Sunday, May 25, 2025

Engle: Toward an Abolitionist Human Rights Court: Rethinking Responses to Gendered and Racialized Violence

Karen Engle
(Univ. of Texas, Austin - Law) has published Toward an Abolitionist Human Rights Court: Rethinking Responses to Gendered and Racialized Violence (Cambridge Univ. Press 2025). This book is free online from May 22, 2025 to June 5, 2025. Here's the abstract:
Contemporary international human rights law increasingly obligates states to heighten their criminalization of certain human rights violations, including gendered, racialized, and homophobic violence. This Element uses prison and police abolitionist thought to challenge this trend.

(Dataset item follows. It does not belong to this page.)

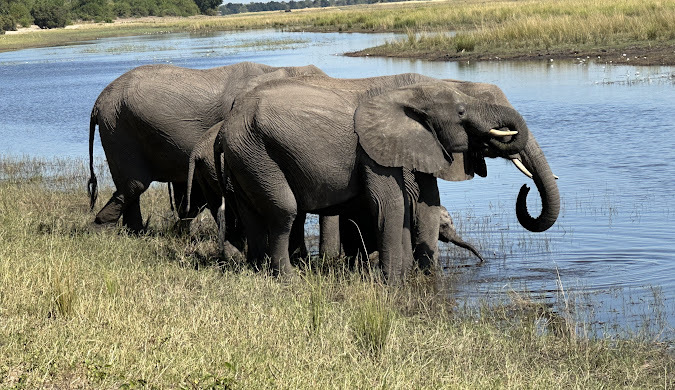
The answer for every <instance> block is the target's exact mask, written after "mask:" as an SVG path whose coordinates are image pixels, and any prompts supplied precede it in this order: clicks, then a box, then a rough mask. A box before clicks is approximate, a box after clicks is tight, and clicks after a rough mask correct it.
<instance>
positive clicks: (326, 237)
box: [319, 215, 340, 258]
mask: <svg viewBox="0 0 675 390" xmlns="http://www.w3.org/2000/svg"><path fill="white" fill-rule="evenodd" d="M319 256H322V257H327V258H331V257H338V256H340V217H339V216H337V215H331V216H320V217H319Z"/></svg>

It focuses on the European Court of Human Rights (ECtHR), arguing that the Court's reliance on punishment and policing threatens to undo earlier European approaches to criminal law and human rights that resonate with abolitionist thought. It also contends that the criminalization approach provides the Court with an alibi for not recognizing or attending to the deeply structural racialized, colonial, sexual, gendered, and homophobic violence in Europe, particularly but not only against Roma communities and Black and Muslim migrants. Encouraging human rights advocates and judges to take seriously prison and police abolition in Europe and elsewhere, the Element calls for the ECtHR to pave the way for an abolitionist-oriented turn among human rights courts.